Kennedy war 1994 in London in den Polizeidienst eingetreten. Als neun Jahre später die "National Public Order Intelligence Unit" gegründet wurde, ein Geheimdienst, der "einheimische Extremisten" im Visier hat, war er eins der ersten Mitglieder. Er beschränkte sich aber keineswegs darauf, im Hintergrund Informationen zu sammeln und sie an seine Vorgesetzten weiterzugeben, sondern entwickelte sich immer mehr zum Agent provocateur und plante ständig neue Aktionen.
So flog er schließlich auch auf. Er war die treibende Kraft hinter der geplanten Besetzung des von E.ON betriebenen Kohlekraftwerks in Ratcliffe-on-Soar in den East Midlands. Kennedy hatte ausgekundschaftet, wie man am besten ins Kraftwerk gelangte. Die Vorbereitungstreffen hatten in seinem Haus stattgefunden, er hatte einen Lastwagen für 778 Pfund gemietet, um das notwendige Material zu transportieren.
Vor der Besetzung versteckten sich 114 Aktivisten in einer Schule in der Nähe des Kraftwerks. Einige wollten die Aktion wegen der erhöhten Polizeipräsenz in der Gegend in letzter Sekunde abblasen und sandten Kennedy aus, um die Lage zu erkunden. Er kehrte mit der Information zurück, dass weit und breit keine Polizisten zu sehen seien. Minuten später wurde die Schule von der Polizei gestürmt.
113 der Verhafteten nahmen denselben Anwalt, nur Kennedy beauftragte einen anderen Anwalt, woraufhin die Klage gegen ihn sofort fallen gelassen wurde. Das erregte natürlich Misstrauen, und als seine Mitstreiter nachforschten, fanden sie seinen echten Pass sowie Papiere, die ihn als Polizisten auswiesen. Als man ihn zur Rede stellte, brach Kennedy weinend zusammen, gestand alles, entschuldigte sich und nannte den Namen einer Kollegin, die ebenfalls als Polizeispitzel arbeitete. Außerdem bot er an, als Zeuge für die Angeklagten auszusagen.

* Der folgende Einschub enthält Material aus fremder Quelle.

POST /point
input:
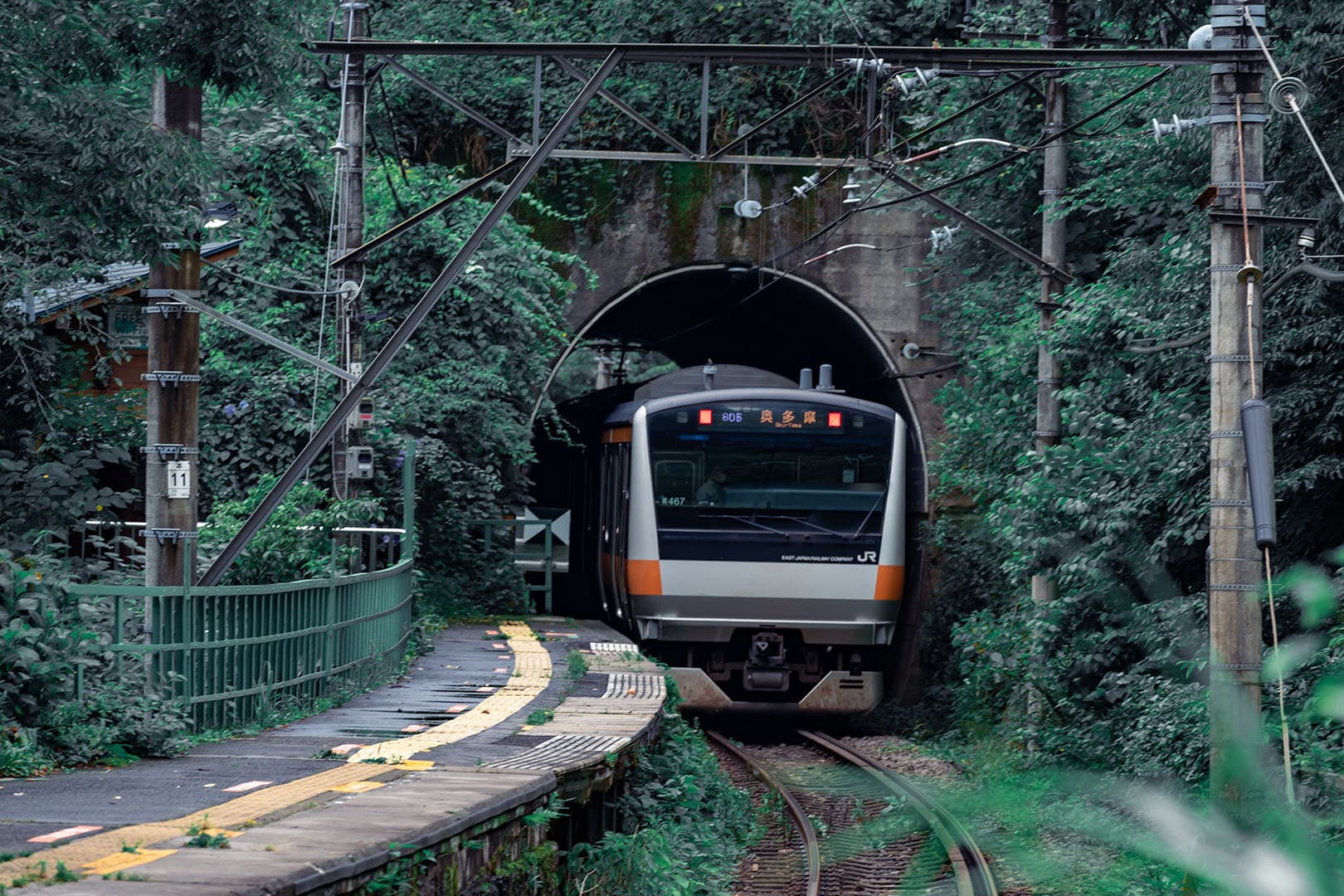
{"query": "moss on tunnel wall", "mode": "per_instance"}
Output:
(686, 188)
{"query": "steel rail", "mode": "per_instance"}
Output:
(800, 817)
(968, 863)
(816, 56)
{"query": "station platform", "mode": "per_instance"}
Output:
(488, 727)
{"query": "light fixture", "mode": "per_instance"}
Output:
(217, 214)
(941, 236)
(1176, 128)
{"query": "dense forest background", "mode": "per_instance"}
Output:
(1118, 511)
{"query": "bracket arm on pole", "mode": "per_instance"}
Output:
(409, 325)
(262, 336)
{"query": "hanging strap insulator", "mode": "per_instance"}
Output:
(1257, 427)
(1249, 275)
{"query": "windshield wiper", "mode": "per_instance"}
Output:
(867, 516)
(743, 519)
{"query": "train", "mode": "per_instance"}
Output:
(749, 533)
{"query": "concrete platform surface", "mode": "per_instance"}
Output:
(304, 806)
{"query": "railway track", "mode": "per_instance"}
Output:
(869, 841)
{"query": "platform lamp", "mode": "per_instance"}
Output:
(218, 214)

Von den 113 Menschen, die in der Schule bei Ratcliffe-on-Soar festgenommen worden waren, wurden 26 angeklagt. Da 20 von ihnen geständig waren, wurden sie vorige Woche zu milden Strafen verurteilt. Das Verfahren gegen die übrigen sechs wurde am Montag sang- und klanglos eingestellt, nachdem sie von der Staatsanwaltschaft verlangt hatten, Informationen über Kennedys Rolle preiszugeben.
Kennedy lebt inzwischen im Ausland. Er hat den Polizeidienst quittiert und soll zu der Überzeugung gelangt sein, dass Aktionen gegen den Klimawandel gerechtfertigt seien. Craig Logan, einer seiner früheren Freunde, sagt: "Dieser Mann war ein außergewöhnlicher Lügner. Nichts von dem, was er sagt, kann man ihm glauben."